By TIMOTHY O’HARA, Key West Citizen Staff
Key West and Stock Island account for the most butterflies and butterfly species in the Florida Keys, according to one expert who has been intensively studying them for the past three years.
The butterfly garden at Key West Tropical Forest Botanical Garden on Stock Island, which was first created in 2004, has 58 different species, and at times, hundreds of butterflies swarm the 1-acre site.
The garden hopes to add one more species to its impressive roster, the endangered Miami blue butterfly. Once found throughout South Florida, it now lives only in Bahia Honda State Park and Key Biscayne.

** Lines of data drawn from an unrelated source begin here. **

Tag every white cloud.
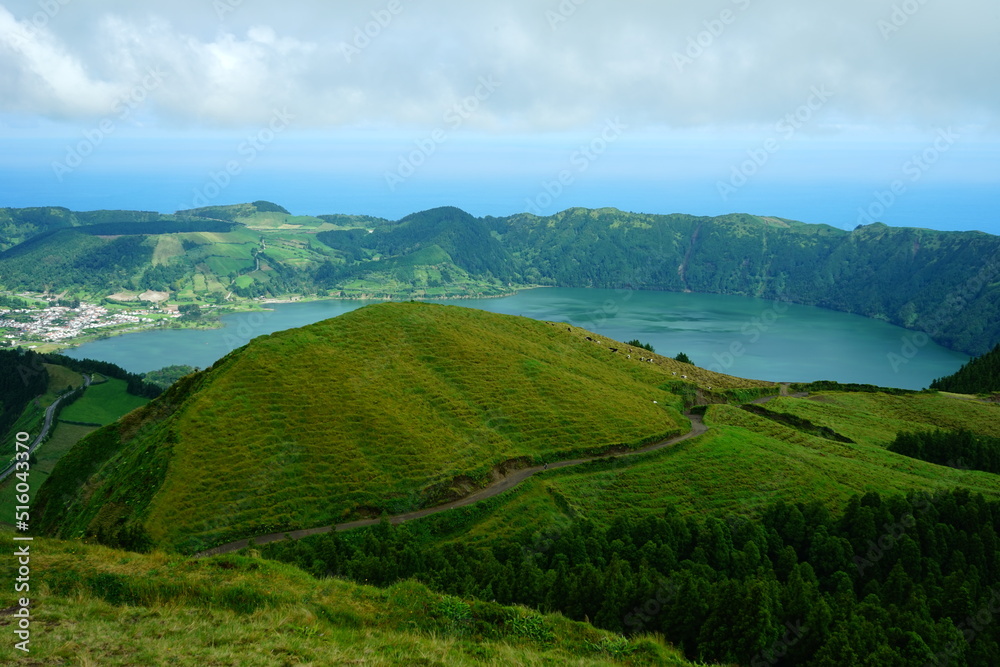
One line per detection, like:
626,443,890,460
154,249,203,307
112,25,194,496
0,0,1000,131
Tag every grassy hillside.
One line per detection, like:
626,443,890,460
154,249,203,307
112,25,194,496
0,202,1000,354
33,303,773,551
0,538,691,667
423,392,1000,542
59,378,149,426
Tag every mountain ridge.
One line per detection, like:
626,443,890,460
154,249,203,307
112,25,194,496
0,202,1000,355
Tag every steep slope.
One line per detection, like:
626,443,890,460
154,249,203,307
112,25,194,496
0,538,692,667
487,209,1000,354
38,303,768,551
0,202,1000,355
931,344,1000,394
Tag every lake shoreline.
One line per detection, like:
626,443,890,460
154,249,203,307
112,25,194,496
62,287,969,390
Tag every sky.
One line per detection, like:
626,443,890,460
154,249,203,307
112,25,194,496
0,0,1000,234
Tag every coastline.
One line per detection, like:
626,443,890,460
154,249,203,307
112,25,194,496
21,285,547,354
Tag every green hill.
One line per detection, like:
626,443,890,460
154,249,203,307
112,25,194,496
0,201,1000,354
38,303,769,551
0,538,691,667
931,344,1000,394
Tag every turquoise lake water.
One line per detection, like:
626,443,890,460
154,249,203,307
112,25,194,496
67,288,969,389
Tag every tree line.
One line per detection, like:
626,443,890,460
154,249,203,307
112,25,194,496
261,490,1000,667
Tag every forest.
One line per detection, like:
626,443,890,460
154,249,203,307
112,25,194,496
259,490,1000,667
0,350,49,435
0,202,1000,358
930,343,1000,394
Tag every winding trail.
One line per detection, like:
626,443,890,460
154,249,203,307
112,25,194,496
194,413,708,558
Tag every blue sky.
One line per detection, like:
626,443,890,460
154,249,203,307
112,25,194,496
0,0,1000,233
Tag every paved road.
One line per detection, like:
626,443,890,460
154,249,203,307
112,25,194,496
195,414,708,558
0,375,90,482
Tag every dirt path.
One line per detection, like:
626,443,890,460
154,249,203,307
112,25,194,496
194,414,708,558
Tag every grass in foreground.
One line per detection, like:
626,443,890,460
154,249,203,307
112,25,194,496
0,538,704,667
59,378,149,426
432,393,1000,542
39,303,769,552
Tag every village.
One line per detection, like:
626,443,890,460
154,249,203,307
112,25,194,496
0,301,181,348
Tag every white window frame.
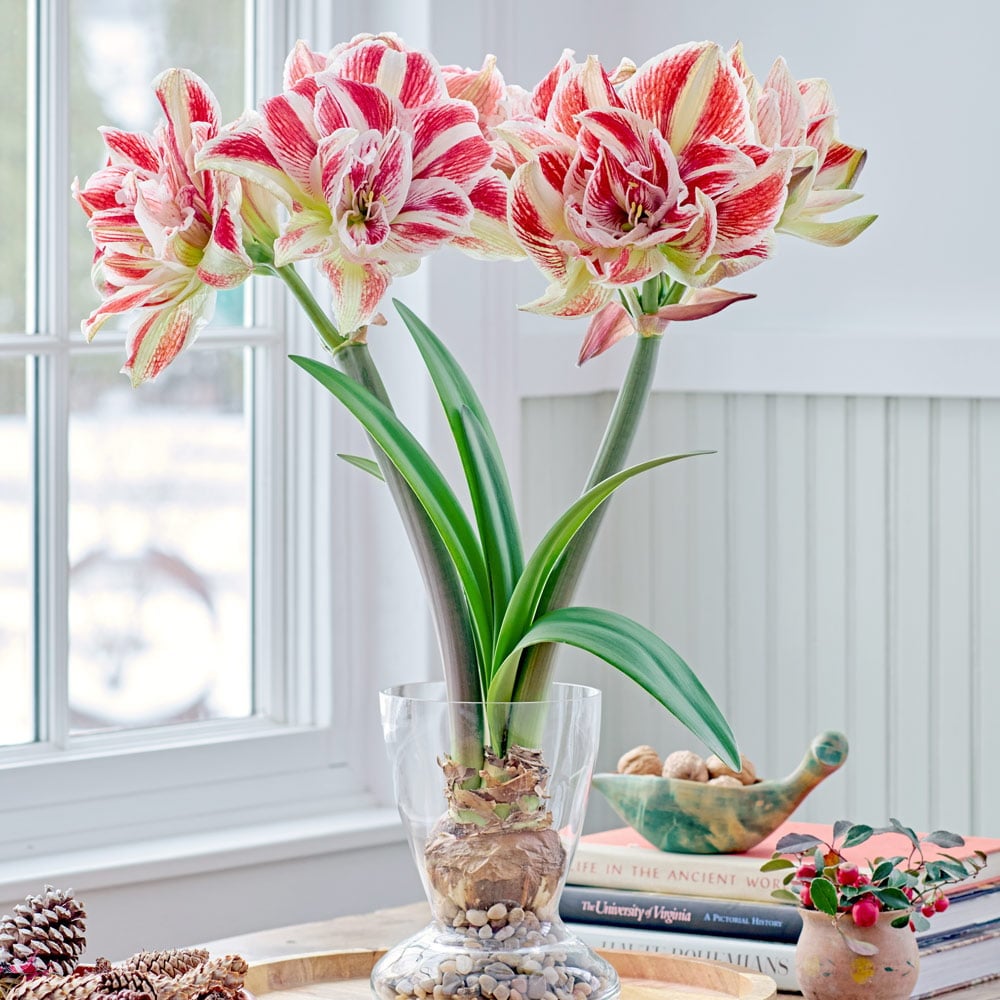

The Monroe County Tourist Development Council on Wednesday approved giving the garden a $50,000 matching grant to create a Miami Blue Garden. Butterfly expert and published author Marc Minno, who has received grant funding from the Florida Keys Mosquito Control District to conduct butterfly counts in the Keys, plans to reintroduce the Miami blue to the Botanical Gardens property.
Miami blues were common there in the 1980s, but their populations since have been wiped out. Butterfly populations in the Keys overall have declined, and Minno fears it is because of increased development.
“We want to introduce them in places we feel they will best survive,” said Minno, who will oversee the Miami Blue Garden project. “Habitat is extremely important. There has been a tremendous loss of habitat because of development.”
The garden also plans to plant nickerbean and other plants that provide food and larva nurseries for the Miami blues.
“It is really quite an honor to be selected as a site to introduce Miami blue butterflies,” said Carol Ann Sharkey, director of restoration for the botanical garden. “The butterfly garden has become a huge success.”